EFE
Llevando el peso de una historia que se plantea como un homenaje a la mujer y a su lucha "contra la tiranía del hombre blanco", Manuela sólo tiene buenas palabras para el director vasco, especialmente por su apoyo y porque la tranquilizó en los momentos difíciles, asegurándole que "no iba a hacer nada que yo no quisiera".
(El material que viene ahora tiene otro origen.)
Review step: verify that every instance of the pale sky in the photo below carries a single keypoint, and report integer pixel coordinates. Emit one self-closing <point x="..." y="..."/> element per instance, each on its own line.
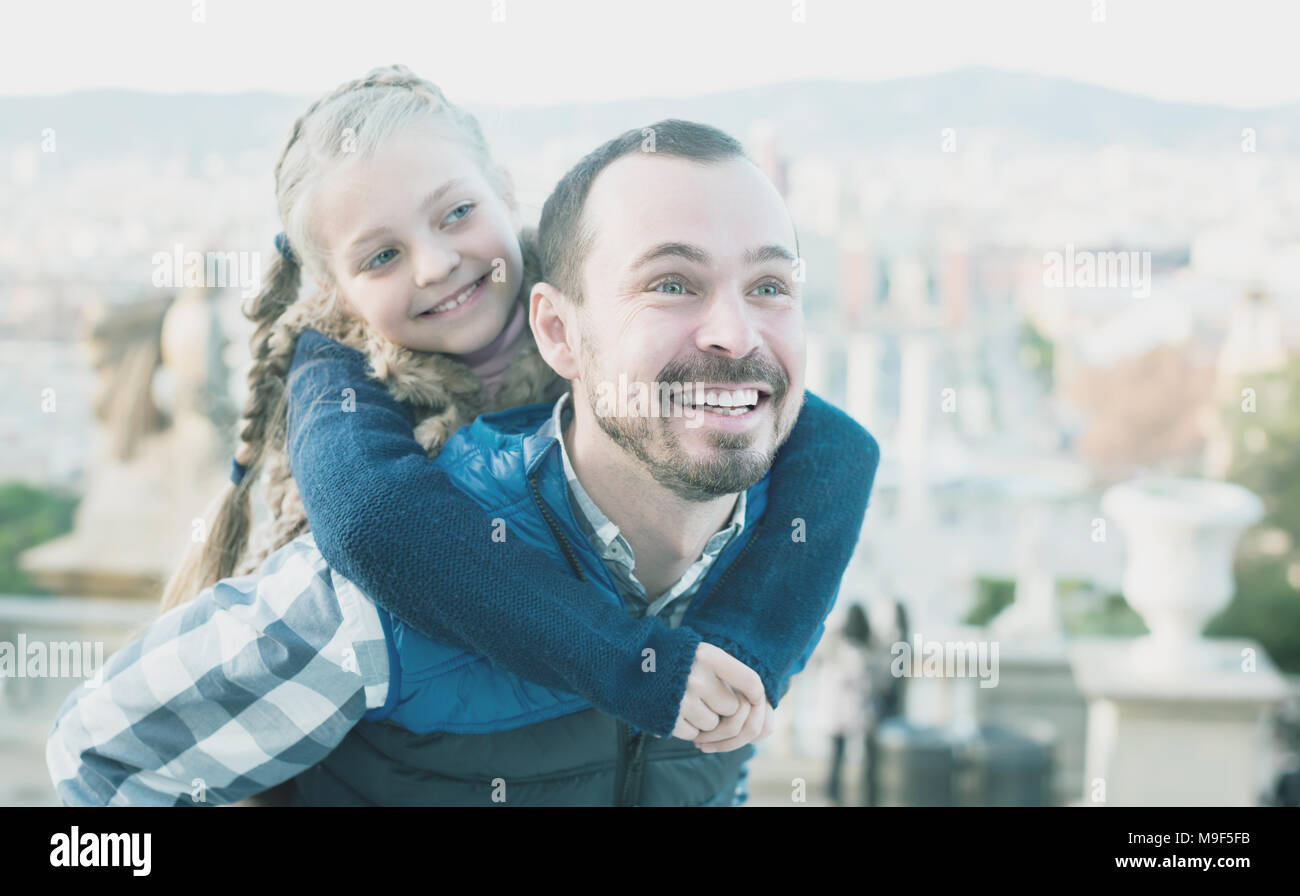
<point x="557" y="51"/>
Residente en el centro de Madrid con su madre y su hermana, la intérprete, de sólo 19 años, explica que se incorporó al rodaje después de terminar la selectividad, vivir un verano "estupendo" en Venezuela, matricularse en la carrera de Comunicación Audiovisual y apuntarse a una escuela de teatro, "convencida de que quería ser actriz".
Se presentó a las pruebas de selección para la película "muy vergonzosa y tímida" -una manera de ser que no parece abandonar ni en estos días de multitudinarias presentaciones, con un cortísimo vestido de topos negros y encima de unos vertiginosos zapatos de tacón- y mantiene que hizo "fatal" la demostración ante Sara Bilbatua.
Sin embargo, a Medem "le gustó cuando hablaba siendo yo" y, de hecho, el cineasta no ha tenido empacho en escribir que "me gustó ver que se dejaba dirigir, y que era inteligente y muy porosa, pero estaba claro que me quedaba con ella un largo recorrido".
Con horas de ensayo a sus espaldas y un trabajo codo con codo, hoy Manuela rememoraba que "Julio siempre decía que confiara en mí y me hizo crecer en seguridad y en entusiasmo".
Preguntada sobre si cambiaría algo de lo que el público podrá ver a partir de mañana en los cines de toda España, ha respondido que "no tengo un criterio sólido para verme, lo que hago es confiar en Julio y como ahora lo veo todo muy cuidado pienso que debe de estar bien porque a él le gusta".
Respecto a la relación que ambos han establecido, indica que es un hombre con "un mundo muy sensible y especial" y agrega que ella también se considera sensible "y me fascina el mundo de las emociones. Julio, precisamente, me transportaba y me hacía viajar por todo tipo de sensaciones y me explicaba cómo debía mirar en cada plano o como debía tocar con mis manos en otras escenas".
Mantiene que para ella ha sido un "gusto" poder encontrar a Medem, alguien que "consigue que las cosas cobren un sentido bonito y poético, que a mí me gusta mucho, emocionándome su forma de contarlo y vivirlo, y la pasión que muestra por las historias que crea, empapándome de ellas".
Cuando se le requiere a Manuela cómo lleva las buenas palabras que ha recibido públicamente y por escrito del director de "Caótica Ana", señala que llegó al proyecto "muy tímida, insegura y pequeña y Julio, conociéndome poco a poco, se dio cuenta de que a mí me daban fuerza los halagos, que era por allí por donde me crecía para crear el personaje".
En cuanto a las semanas de rodaje, que transcurrieron en localizaciones de Ibiza, Madrid, Nueva York y Fuerteventura, sostiene, sin falsa modestia, que "al ser todo tan nuevo para mí, tenía un brillo en los ojos cada día y una ilusión que arrastraba a la gente y la llevaba conmigo. Es verdad que el ambiente fue fantástico".
Manuela Vellés, que está rodando una nueva película con Javier Fesser con un personaje muy diferente al de Ana, no esconde que le costó comprender el final de su primer film, pero "Julio me lo explicó, lo entendí y me gusta. De hecho, me gusta toda la película", concluye.